LAS INSTRUCCIONES ORIGINALES
Dios provee de sus instrucciones a todas las criaturas de acuerdo con su plan para el mundo.
MATHEW KING,
Noble Red Man
[…] en nosotros recae la responsabilidad de seguir las instrucciones originales, las que nos entregó el creador.
Según una concepción indígena, todos los elementos del universo tienen que seguir una serie de instrucciones originales para poder mantener un orden equilibrado […]. Los pueblos vivían con arreglo a sus instrucciones originales, templadas y ordenadas por el mundo natural que los rodeaba.
GABRIELLE TAYAC, hija de Red Flame Tayac,
«Keeping the Original Instructions»,
Native Universe
Definitivamente, aquélla era la ruta panorámica, como Key había prometido. ¿O había sido una amenaza?
A pesar de la distancia, Piscataway imponía por su belleza. Aves de todo tipo se mecían en la corriente al tiempo que las águilas planeaban en el cielo por encima de nuestras cabezas y varios cisnes descendían a punto de posarse sobre las aguas. A lo largo de las márgenes, árboles centenarios hendían sus retorcidas raíces en el río mientras los cañizales se abrazaban a la ribera.
Al doblar el recodo, el piloto viró hacia la orilla, apagó el motor y la embarcación acabó de acercarse impulsada por la corriente. Varios pasajeros de cubierta se volvieron hacia la cabina, ligeramente sorprendidos.
En ese momento vi que en la orilla había dos pescadores sentados en un tronco caído que sobresalía de la rocosa ribera, ataviados con sendos sombreros desgastados y adornados con adminículos de pesca varios. El hilo de las cañas de pescar se perdía en el agua. Uno de ellos se puso en pie cuando el barco empezó a acercarse a ellos empujado por la corriente y empezó a recoger el hilo.
—Amigos, hoy el río está bastante calmado —anunció el piloto por megafonía—, así que vamos a desembarcar a un par de naturalistas en el refugio de la reserva natural.
Un adolescente se acercó por el lado de babor y lanzó el grueso cabo.
—Ahora, si miran hacia la otra orilla en dirección norte —continuó el piloto—, río arriba, disfrutarán de una panorámica poco habitual de Jones Point que muy poca gente tiene la oportunidad de ver desde aquí. Ése es el lugar en que, el 15 de abril de 1791, el topógrafo Andrew Ellicott y el astrónomo afroamericano Benjamín Banneker colocaron el primer hito, el más meridional, con el que se empezó a delimitar la antigua Ciudad Federal, hoy en día Washington.

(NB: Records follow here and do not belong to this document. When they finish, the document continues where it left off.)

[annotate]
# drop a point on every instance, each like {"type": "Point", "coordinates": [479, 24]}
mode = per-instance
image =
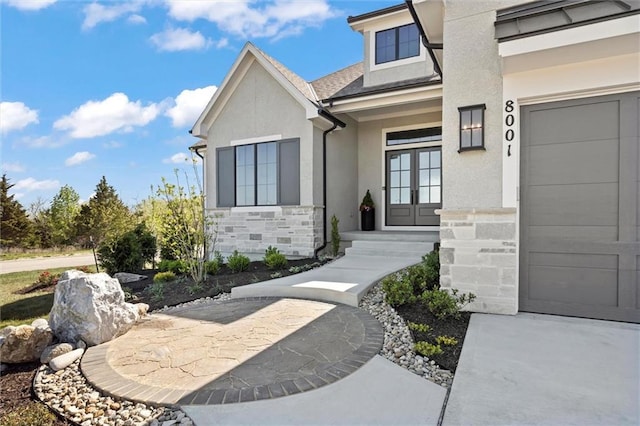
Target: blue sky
{"type": "Point", "coordinates": [111, 88]}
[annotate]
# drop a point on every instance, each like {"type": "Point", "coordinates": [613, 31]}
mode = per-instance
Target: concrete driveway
{"type": "Point", "coordinates": [533, 369]}
{"type": "Point", "coordinates": [37, 263]}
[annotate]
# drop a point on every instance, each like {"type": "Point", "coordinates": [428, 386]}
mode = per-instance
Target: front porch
{"type": "Point", "coordinates": [405, 244]}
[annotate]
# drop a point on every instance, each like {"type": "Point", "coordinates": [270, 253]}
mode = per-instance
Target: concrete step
{"type": "Point", "coordinates": [389, 248]}
{"type": "Point", "coordinates": [418, 236]}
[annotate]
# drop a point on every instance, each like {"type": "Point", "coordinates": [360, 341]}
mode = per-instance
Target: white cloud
{"type": "Point", "coordinates": [179, 158]}
{"type": "Point", "coordinates": [189, 104]}
{"type": "Point", "coordinates": [30, 4]}
{"type": "Point", "coordinates": [99, 118]}
{"type": "Point", "coordinates": [136, 19]}
{"type": "Point", "coordinates": [12, 167]}
{"type": "Point", "coordinates": [79, 158]}
{"type": "Point", "coordinates": [96, 13]}
{"type": "Point", "coordinates": [223, 42]}
{"type": "Point", "coordinates": [243, 18]}
{"type": "Point", "coordinates": [176, 39]}
{"type": "Point", "coordinates": [112, 145]}
{"type": "Point", "coordinates": [42, 141]}
{"type": "Point", "coordinates": [30, 184]}
{"type": "Point", "coordinates": [16, 116]}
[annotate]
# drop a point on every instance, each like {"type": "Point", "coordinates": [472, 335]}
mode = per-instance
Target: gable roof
{"type": "Point", "coordinates": [295, 85]}
{"type": "Point", "coordinates": [331, 84]}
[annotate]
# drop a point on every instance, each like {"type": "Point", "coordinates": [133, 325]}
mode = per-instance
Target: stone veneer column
{"type": "Point", "coordinates": [294, 230]}
{"type": "Point", "coordinates": [478, 255]}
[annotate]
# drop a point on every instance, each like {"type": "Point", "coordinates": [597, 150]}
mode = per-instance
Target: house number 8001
{"type": "Point", "coordinates": [509, 121]}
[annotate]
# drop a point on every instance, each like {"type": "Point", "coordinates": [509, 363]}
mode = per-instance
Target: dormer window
{"type": "Point", "coordinates": [397, 43]}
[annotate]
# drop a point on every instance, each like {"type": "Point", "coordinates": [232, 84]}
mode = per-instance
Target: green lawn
{"type": "Point", "coordinates": [16, 309]}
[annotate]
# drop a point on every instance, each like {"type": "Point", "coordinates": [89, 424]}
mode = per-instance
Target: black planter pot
{"type": "Point", "coordinates": [368, 219]}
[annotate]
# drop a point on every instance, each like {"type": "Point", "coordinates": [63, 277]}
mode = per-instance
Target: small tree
{"type": "Point", "coordinates": [15, 225]}
{"type": "Point", "coordinates": [186, 230]}
{"type": "Point", "coordinates": [65, 207]}
{"type": "Point", "coordinates": [127, 252]}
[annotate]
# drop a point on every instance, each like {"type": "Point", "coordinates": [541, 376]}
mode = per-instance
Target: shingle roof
{"type": "Point", "coordinates": [356, 88]}
{"type": "Point", "coordinates": [327, 86]}
{"type": "Point", "coordinates": [297, 81]}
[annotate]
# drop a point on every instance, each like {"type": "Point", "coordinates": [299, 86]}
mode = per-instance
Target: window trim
{"type": "Point", "coordinates": [397, 45]}
{"type": "Point", "coordinates": [232, 177]}
{"type": "Point", "coordinates": [471, 108]}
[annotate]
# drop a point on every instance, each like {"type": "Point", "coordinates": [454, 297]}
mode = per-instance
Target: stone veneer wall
{"type": "Point", "coordinates": [478, 255]}
{"type": "Point", "coordinates": [294, 230]}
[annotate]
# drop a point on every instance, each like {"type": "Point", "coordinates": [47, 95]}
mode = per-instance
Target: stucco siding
{"type": "Point", "coordinates": [260, 106]}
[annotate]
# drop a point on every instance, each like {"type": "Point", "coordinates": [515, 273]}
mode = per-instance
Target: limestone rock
{"type": "Point", "coordinates": [90, 307]}
{"type": "Point", "coordinates": [40, 322]}
{"type": "Point", "coordinates": [125, 277]}
{"type": "Point", "coordinates": [143, 308]}
{"type": "Point", "coordinates": [54, 351]}
{"type": "Point", "coordinates": [24, 343]}
{"type": "Point", "coordinates": [65, 360]}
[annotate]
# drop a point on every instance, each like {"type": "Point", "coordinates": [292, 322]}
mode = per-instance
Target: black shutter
{"type": "Point", "coordinates": [226, 176]}
{"type": "Point", "coordinates": [289, 172]}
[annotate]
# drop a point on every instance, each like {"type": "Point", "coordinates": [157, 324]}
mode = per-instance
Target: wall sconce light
{"type": "Point", "coordinates": [472, 127]}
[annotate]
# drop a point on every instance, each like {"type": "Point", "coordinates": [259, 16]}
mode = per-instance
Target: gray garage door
{"type": "Point", "coordinates": [580, 208]}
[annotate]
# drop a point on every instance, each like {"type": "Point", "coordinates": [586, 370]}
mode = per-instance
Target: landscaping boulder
{"type": "Point", "coordinates": [24, 343]}
{"type": "Point", "coordinates": [90, 307]}
{"type": "Point", "coordinates": [65, 360]}
{"type": "Point", "coordinates": [125, 277]}
{"type": "Point", "coordinates": [53, 351]}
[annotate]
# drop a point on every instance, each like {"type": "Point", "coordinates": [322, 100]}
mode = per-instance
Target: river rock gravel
{"type": "Point", "coordinates": [398, 343]}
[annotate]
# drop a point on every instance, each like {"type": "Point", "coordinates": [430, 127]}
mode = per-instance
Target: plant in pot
{"type": "Point", "coordinates": [367, 213]}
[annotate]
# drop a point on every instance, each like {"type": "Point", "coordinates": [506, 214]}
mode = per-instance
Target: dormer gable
{"type": "Point", "coordinates": [393, 50]}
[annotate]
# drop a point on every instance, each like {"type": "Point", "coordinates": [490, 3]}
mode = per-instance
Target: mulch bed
{"type": "Point", "coordinates": [456, 328]}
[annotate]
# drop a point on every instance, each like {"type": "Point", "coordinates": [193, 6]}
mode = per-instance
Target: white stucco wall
{"type": "Point", "coordinates": [260, 106]}
{"type": "Point", "coordinates": [342, 175]}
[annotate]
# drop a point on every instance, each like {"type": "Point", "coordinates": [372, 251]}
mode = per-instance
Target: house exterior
{"type": "Point", "coordinates": [510, 127]}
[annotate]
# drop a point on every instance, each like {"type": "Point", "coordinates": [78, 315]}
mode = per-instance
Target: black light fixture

A aquellos de ustedes familiarizados con la historia de los masones y la capital de nuestra nación, les complacerá compartir con sus amigos que este hito fue colocado siguiendo todo el ritual masónico tal como marcaba su tradición: con escuadra, plomada y nivel, y sobre el que posteriormente se derramaba trigo, aceite y vino.
Estaba consiguiendo desviar la atención de los pasajeros hacia otro lado que no fuera la parte posterior del barco con tal maestría que me habría sorprendido que alguien se acordara, o tan siquiera se hubiera percatado, de los pasajeros sin autorización que habían desembarcado en Piscataway. Imaginé que Key le habría prometido una caja de Chivas Regal junto con las horas de vuelo.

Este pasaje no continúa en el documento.